SPSO health complaints report 2012 13

Page 24

CASE STUDIES

Incorrect discharge of patient by accident and emergency department Case 201201464 Positive action taken by organisation A 70-year-old man was admitted to a hospital accident and emergency department after losing consciousness at home. A doctor examined him, decided that he had a urinary tract infection and sent him home with antibiotics and painkillers. His family were told that if they were anxious they should bring him straight back. Shortly after returning home, the man became more unwell. His family called an emergency ambulance and he was readmitted. After a scan he was found to have an abdominal aortic aneurysm (a ballooning of part of the large blood vessel in the abdomen), which had ruptured. He died early the next day. The man’s wife complained that staff failed to thoroughly assess and treat her husband, and simply discharged him home. In response to the complaint, among other things, the board said that this type of aneurysm was rare and not easily spotted. Although his wife thought he should have been scanned earlier, they said it was not routine to scan all patients with abdominal pain. The decision on whether to do so would be a matter of clinical judgement, based on the patient’s symptoms and the doctor’s clinical findings. Our investigation found that the man’s symptoms meant that he should have been immediately assessed by a doctor. His medical records did not show a detailed history or examination note, or any obvious attempt to rule out certain, potentially serious, reasons for his condition. Our independent medical adviser said that he should not have been discharged. We noted, however, that the board had learned from the events in this case and had put in place a number of changes so we made no recommendations about the care and treatment provided.

Recommendations The board apologise to the man’s wife for the failures of care and treatment, and for unreasonably discharging her husband from hospital.
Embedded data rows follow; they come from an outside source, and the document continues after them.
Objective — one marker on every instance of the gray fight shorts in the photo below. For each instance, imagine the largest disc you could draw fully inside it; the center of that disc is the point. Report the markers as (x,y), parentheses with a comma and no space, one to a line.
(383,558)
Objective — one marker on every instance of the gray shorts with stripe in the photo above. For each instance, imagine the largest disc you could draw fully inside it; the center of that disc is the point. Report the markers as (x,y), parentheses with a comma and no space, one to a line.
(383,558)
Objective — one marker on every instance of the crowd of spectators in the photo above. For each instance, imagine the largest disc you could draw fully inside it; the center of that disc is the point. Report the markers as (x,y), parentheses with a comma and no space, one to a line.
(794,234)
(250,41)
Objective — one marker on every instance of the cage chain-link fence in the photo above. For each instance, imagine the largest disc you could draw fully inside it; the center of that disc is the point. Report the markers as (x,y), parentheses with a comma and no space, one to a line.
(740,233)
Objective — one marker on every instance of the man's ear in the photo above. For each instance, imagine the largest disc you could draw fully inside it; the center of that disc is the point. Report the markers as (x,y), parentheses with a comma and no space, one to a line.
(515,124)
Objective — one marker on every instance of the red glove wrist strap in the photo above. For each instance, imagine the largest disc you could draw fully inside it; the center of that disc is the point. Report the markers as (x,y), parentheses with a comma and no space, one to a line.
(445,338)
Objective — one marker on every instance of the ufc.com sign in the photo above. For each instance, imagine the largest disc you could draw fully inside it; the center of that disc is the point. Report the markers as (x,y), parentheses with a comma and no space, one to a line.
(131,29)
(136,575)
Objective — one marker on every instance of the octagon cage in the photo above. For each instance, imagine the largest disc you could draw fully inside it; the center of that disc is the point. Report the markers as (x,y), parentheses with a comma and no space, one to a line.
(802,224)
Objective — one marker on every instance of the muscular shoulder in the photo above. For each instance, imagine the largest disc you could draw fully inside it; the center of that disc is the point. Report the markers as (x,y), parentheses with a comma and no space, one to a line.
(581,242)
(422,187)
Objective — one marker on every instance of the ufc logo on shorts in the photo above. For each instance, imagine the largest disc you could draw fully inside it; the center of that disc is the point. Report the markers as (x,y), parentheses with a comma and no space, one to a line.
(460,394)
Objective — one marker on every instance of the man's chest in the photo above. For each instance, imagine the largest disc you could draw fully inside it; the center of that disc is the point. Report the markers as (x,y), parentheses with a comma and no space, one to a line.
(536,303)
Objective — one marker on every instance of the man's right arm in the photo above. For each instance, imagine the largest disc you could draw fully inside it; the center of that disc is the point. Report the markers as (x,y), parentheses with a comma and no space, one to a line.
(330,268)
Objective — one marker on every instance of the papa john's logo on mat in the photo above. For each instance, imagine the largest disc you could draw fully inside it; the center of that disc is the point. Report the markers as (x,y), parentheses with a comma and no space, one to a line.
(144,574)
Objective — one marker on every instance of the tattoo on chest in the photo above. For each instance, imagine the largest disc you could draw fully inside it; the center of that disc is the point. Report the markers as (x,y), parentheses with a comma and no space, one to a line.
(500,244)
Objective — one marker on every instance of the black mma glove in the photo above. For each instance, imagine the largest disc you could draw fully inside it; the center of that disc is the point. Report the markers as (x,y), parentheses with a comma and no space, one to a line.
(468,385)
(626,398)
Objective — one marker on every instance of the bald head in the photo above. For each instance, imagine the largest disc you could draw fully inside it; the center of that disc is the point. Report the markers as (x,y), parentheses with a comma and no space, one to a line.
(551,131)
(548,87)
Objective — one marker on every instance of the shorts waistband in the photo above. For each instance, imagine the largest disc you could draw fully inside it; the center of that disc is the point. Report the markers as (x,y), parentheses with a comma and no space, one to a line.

Pressure ulcers – failures in nursing care Case 201101660 This complaint was from a man who has been wheelchair-bound for many years, with limited ability to move or to feel any pain or discomfort in the lower half of his body. When he was admitted to hospital, he was dependent on staff for the majority of his daily living needs, including his positioning. After three days in hospital, staff identified that he had a pressure ulcer (pressure sore) which they treated. By the time he was discharged, however, this had developed into a serious ulcer. The man had to endure many months of bed rest and further care before he could be referred to a plastic surgeon to have this repaired. He complained to us that the ulcer developed because he had inadequate care and treatment in the hospital. We found that at first he was correctly noted as being at high risk of this, and was regularly assessed. However, the standard of management later fell below national standards because of a knowledge-skills gap in assessing the condition of the ulcer. We found clear evidence that staff did not identify and grade the seriousness of the wound, or take the most appropriate action.

Recommendations The board ensure their tissue viability training programme provides education and training for the assessment, grading and treatment of pressure ulcers in line with national guidance; and undertake an audit of hospital wards to ensure that pressure ulcer care and management is in line with national guidance.